Use your own VPC

If you choose to use your own VPC, verify that it meets the minimum requirements and review Cloudera's recommended setup.

VPCs can be created and managed from the VPC console on AWS. For instructions on how to create a new VPC on AWS, refer to Create and configure your VPC in the AWS documentation.

Verify that your VPC meets the following requirements and recommendations:

Minimum requirements

  • DataFlow requires at least two subnets, each in a different Availability Zone (AZ). If you require a public endpoint for DataFlow, provision at least one public subnet.
  • Ensure that the CIDR block for the subnets is sized appropriately for each DataFlow environment.
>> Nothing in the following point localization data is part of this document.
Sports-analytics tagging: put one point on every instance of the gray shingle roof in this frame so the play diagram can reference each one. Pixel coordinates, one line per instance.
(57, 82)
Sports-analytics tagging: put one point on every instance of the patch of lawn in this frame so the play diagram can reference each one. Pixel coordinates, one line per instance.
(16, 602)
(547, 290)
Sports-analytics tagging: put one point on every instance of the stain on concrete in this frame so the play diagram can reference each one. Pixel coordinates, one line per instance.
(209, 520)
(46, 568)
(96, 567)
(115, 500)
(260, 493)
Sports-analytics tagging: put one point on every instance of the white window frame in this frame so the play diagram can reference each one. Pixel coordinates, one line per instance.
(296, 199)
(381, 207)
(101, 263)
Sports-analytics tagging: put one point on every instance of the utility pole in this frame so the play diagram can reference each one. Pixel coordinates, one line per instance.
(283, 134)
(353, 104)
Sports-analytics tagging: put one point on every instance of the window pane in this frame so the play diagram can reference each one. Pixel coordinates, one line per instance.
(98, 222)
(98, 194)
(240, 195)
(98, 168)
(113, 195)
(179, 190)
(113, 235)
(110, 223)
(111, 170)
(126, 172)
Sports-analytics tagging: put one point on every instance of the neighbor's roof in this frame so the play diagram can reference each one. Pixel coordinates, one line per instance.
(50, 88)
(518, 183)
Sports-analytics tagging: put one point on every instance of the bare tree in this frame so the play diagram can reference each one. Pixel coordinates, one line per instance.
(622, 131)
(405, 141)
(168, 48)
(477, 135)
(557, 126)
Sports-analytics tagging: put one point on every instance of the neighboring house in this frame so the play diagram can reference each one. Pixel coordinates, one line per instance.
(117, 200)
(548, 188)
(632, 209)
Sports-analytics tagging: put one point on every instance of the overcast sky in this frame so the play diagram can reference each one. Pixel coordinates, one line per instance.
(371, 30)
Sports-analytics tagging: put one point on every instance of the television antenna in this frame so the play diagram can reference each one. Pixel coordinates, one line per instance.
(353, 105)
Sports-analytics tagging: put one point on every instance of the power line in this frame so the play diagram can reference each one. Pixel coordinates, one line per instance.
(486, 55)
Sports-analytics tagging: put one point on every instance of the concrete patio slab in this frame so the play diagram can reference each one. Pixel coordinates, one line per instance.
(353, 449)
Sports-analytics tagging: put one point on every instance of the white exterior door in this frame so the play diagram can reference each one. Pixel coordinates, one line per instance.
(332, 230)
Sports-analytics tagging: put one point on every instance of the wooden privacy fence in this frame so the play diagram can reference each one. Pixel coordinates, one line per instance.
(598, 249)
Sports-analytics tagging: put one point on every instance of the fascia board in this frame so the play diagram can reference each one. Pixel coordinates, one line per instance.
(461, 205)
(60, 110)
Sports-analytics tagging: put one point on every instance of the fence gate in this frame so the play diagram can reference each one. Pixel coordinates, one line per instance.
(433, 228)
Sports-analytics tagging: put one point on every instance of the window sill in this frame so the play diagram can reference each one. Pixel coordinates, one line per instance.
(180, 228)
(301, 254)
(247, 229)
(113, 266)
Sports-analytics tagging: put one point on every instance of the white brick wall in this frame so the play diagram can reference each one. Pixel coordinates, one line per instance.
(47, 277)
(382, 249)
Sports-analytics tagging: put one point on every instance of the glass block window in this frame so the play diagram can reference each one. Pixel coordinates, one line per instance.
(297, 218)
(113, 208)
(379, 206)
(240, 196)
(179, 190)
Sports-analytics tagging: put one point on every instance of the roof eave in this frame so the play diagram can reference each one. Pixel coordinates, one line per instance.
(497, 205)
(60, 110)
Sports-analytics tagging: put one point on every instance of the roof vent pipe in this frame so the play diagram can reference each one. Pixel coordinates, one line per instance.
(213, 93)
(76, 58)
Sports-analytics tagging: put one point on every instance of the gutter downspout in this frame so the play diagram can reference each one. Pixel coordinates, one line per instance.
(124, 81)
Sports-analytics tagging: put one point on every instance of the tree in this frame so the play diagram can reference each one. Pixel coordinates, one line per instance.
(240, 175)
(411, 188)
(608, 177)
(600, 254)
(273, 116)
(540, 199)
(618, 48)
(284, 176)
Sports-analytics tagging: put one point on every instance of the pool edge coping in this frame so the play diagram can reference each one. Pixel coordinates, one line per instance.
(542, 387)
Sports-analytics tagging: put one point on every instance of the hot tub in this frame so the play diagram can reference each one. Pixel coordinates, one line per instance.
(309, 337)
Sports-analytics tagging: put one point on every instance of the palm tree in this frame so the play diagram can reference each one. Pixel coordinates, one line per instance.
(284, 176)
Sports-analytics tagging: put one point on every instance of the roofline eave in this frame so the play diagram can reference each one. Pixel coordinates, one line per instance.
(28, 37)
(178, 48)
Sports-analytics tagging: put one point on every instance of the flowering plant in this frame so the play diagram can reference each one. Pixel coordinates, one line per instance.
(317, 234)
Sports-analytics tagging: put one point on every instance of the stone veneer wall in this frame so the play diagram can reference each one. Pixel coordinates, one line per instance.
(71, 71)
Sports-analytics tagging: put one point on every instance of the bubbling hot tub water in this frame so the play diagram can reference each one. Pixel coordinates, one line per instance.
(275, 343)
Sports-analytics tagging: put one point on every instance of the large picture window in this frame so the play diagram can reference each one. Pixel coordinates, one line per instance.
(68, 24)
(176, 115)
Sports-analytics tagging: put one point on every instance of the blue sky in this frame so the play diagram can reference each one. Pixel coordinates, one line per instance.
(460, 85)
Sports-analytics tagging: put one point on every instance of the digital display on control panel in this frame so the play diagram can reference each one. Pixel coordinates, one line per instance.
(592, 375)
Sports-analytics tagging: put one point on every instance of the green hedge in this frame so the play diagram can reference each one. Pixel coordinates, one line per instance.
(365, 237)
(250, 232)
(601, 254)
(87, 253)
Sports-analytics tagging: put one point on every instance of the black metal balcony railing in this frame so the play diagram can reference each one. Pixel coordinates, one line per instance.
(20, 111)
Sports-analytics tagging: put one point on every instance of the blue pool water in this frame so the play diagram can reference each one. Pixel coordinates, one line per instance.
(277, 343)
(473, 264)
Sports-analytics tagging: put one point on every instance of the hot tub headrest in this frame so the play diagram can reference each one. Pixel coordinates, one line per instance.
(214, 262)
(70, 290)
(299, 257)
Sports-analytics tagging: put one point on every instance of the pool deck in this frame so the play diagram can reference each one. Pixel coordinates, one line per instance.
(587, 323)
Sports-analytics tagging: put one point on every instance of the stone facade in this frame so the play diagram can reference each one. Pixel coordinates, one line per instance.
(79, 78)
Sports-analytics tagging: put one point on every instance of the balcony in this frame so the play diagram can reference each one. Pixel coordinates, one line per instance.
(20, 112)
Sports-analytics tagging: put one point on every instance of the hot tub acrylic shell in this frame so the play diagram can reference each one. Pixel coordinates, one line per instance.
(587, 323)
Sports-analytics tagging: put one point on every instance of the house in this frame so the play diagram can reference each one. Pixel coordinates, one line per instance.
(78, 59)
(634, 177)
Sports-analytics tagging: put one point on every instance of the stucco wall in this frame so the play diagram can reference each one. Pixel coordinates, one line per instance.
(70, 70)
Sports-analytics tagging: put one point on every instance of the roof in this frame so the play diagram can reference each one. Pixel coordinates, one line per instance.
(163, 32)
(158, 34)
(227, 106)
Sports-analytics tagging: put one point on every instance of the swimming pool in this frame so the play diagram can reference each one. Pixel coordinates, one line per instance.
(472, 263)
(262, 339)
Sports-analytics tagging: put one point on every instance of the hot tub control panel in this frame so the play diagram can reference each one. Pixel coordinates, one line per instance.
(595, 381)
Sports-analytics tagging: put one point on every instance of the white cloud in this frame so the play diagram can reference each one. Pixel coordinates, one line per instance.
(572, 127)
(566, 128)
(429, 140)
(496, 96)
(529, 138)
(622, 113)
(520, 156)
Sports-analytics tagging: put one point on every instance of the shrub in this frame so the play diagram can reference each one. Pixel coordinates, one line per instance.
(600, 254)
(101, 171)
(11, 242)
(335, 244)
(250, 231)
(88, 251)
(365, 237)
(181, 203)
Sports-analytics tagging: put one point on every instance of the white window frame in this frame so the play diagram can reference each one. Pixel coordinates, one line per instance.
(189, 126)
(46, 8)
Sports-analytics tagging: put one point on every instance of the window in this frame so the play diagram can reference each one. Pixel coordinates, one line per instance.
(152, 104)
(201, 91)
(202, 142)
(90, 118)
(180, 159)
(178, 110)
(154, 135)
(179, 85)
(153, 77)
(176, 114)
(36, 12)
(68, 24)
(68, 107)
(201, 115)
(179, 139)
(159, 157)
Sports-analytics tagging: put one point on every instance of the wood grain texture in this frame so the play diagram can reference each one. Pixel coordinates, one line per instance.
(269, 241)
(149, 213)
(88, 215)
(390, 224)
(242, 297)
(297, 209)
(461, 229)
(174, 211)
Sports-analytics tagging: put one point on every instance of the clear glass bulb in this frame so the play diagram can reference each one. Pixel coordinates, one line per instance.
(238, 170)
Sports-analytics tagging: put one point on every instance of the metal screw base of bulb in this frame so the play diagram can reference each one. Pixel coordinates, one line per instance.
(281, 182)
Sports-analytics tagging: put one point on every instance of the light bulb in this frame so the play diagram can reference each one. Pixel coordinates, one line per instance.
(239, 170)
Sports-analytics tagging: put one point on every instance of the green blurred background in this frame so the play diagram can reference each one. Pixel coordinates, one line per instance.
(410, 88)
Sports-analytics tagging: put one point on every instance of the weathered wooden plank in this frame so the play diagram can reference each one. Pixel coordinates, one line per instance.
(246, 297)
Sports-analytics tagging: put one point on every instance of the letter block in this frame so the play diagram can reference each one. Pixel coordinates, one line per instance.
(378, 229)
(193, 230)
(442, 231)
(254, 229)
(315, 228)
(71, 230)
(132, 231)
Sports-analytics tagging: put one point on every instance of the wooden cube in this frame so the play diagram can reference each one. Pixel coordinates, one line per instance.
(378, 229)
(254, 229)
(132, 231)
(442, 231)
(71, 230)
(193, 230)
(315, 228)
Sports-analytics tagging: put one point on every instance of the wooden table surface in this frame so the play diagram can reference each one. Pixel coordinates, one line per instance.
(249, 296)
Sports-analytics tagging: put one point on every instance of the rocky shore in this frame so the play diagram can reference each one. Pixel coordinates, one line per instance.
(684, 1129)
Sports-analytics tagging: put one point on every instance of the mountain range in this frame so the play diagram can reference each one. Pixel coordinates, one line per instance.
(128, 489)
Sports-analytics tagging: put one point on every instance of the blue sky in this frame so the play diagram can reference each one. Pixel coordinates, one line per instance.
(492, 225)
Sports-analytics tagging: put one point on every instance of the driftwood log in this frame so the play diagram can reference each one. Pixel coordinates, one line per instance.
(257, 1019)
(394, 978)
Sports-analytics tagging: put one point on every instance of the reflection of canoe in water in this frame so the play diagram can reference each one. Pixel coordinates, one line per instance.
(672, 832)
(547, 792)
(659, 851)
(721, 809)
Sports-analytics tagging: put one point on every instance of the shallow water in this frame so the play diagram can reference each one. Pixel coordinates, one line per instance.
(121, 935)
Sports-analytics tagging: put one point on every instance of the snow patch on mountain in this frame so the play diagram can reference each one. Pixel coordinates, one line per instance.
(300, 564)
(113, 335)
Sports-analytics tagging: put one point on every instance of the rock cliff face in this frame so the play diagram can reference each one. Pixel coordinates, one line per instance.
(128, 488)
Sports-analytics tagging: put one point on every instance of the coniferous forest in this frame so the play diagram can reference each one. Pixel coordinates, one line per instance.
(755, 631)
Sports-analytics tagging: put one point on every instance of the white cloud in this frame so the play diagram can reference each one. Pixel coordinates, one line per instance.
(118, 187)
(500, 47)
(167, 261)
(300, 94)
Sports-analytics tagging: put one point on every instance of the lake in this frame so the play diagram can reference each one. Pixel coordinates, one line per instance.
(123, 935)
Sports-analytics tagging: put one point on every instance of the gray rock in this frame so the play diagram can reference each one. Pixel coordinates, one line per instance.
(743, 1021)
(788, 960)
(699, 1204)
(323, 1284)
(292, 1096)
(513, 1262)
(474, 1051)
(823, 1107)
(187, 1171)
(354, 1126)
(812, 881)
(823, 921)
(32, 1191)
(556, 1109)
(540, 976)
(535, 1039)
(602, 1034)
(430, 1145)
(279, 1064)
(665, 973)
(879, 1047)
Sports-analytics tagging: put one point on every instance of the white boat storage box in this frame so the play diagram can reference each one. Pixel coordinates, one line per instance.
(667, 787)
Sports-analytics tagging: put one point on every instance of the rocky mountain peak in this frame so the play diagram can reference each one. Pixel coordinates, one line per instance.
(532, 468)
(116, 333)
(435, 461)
You must have enough IPs to accommodate:

    • The maximum number of autoscaling compute instances.
    • A fixed overhead of 48 IP addresses for three instances for core DataFlow services.
  • You must enable DNS for the VPC.

Cloudera's recommended setup

  • Provision two subnets, each in a different Availability Zone (AZ).
    • If you do not require a public endpoint, use two private subnets.
    • If you require a public endpoint, use one private subnet and one public subnet.
  • Private subnets should have routable IPs over your internal VPN. If IPs are not routable, private DataFlow endpoints must be accessed via a SOCKS. This is not recommended.
  • Tag the VPC and the subnets as shared so that Kubernetes can find them. Also, for load balancers to be able to choose the subnets correctly, you must tag either the private or public subnets.

    A tag in AWS consists of a key and a value.

    • To tag private subnets, enter kubernetes.io/role/internal-elb for the key and 1 for the value.
    • To tag public subnets, enter kubernetes.io/role/elb for the key and 1 for the value.